As someone who's read a lot of Taiwan's history (and been here much longer than Kembel), I expected to find a few odd interpretations of the past in a book written by a relative newcomer. But Kembel has clearly done his homework, and comes across as very fair-minded. As a result, this is a book I'd confidently recommend to anyone thinking of relocating to Taiwan. The 100-odd photos deserve a special mention. They're very good (if a little small), and show not only conventional tourist attractions like temple parades and aboriginal dancers, but also prosaic scenes such as crowds of commuters and parking lots packed with bicycles.

Taiwan from the Eyes of a Foreigner is published by Tsai's Idea, is available throughout Taiwan and costs NT$366.

Monday, December 5, 2011

Fresh Facts V: The decline of farming

According to Taiwan: A New History, edited by Murray A. Rubinstein:

"The number of farm households fell from 51% in 1953 to less than 20% in 1990 as agriculture's share of the net domestic product decreased from 34% to only 4% [it's now something like 1.7%]. The dispersal of industry into Taiwan's villages has been a critical factor in this transition, at once raising farm household income... also making it possible for farmers to retain their residence in the countryside."

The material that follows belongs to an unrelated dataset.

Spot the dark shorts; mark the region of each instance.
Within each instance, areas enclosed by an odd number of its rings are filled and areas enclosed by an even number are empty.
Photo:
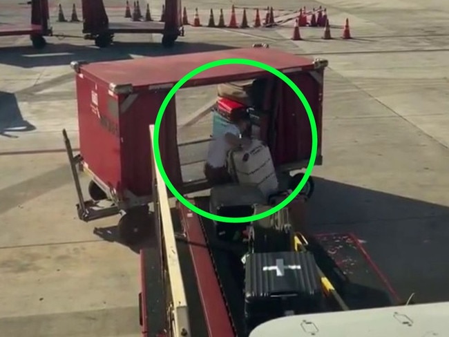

Nowadays many of Taiwan's small villages are dominated by elderly people, almost everyone aged 18 to 45 having moved away to study or work. Few Taiwanese, it seems, like living in a village and commuting to work. If anything, the reverse is more common. A great many people live in cities (because the schools are better, they say) even if they work in fairly rural places. South Taiwan Science-based Industrial Park in Tainan is a good example: Most of the engineers who work there live in downtown Tainan, not in nearby towns where housing is cheaper.